Rechtlicher Status, Registrierung und Erstattung in Deutschland

  • Amantadin ist gemäß deutschem Arzneimittelgesetz (AMG) verschreibungspflichtig.
  • Zugelassen und geführt beim Bundesinstitut für Arzneimittel und Medizinprodukte (BfArM).
  • Kostenübernahme durch die Gesetzliche Krankenversicherung (GKV) bei zugelassenen Indikationen möglich.
  • Abgabe ausschließlich in Apotheken durch Vorlage eines gültigen Rezepts.
  • Keine freie (OTC) Verfügbarkeit!

Neueste wissenschaftliche Empfehlungen & Literatur (2022–2025)

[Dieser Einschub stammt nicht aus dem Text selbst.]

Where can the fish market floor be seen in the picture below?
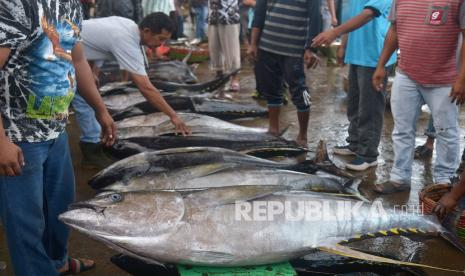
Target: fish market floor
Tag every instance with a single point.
(328, 121)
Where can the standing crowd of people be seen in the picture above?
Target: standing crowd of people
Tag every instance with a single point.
(50, 55)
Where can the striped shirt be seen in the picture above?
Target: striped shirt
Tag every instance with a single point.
(428, 33)
(288, 26)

  • Deutsche Leitlinie Morbus Parkinson (2023): Amantadin bleibt relevant in der Behandlung von dyskinetischen Störungen und als Zusatzoption bei motorischen Fluktuationen siehe AWMF 030-010.
  • MS-Behandlung (2024): Amantadin kann OFF-LABEL zur Behandlung von Fatigue bei MS in begründeten Einzelfällen eingesetzt werden.
  • COVID-19: Aktuelle Studien (2022–2024) zeigen keinen etablierten Nutzen für Amantadin; Anwendung ausschließlich im Studienkontext (Studienüberblick).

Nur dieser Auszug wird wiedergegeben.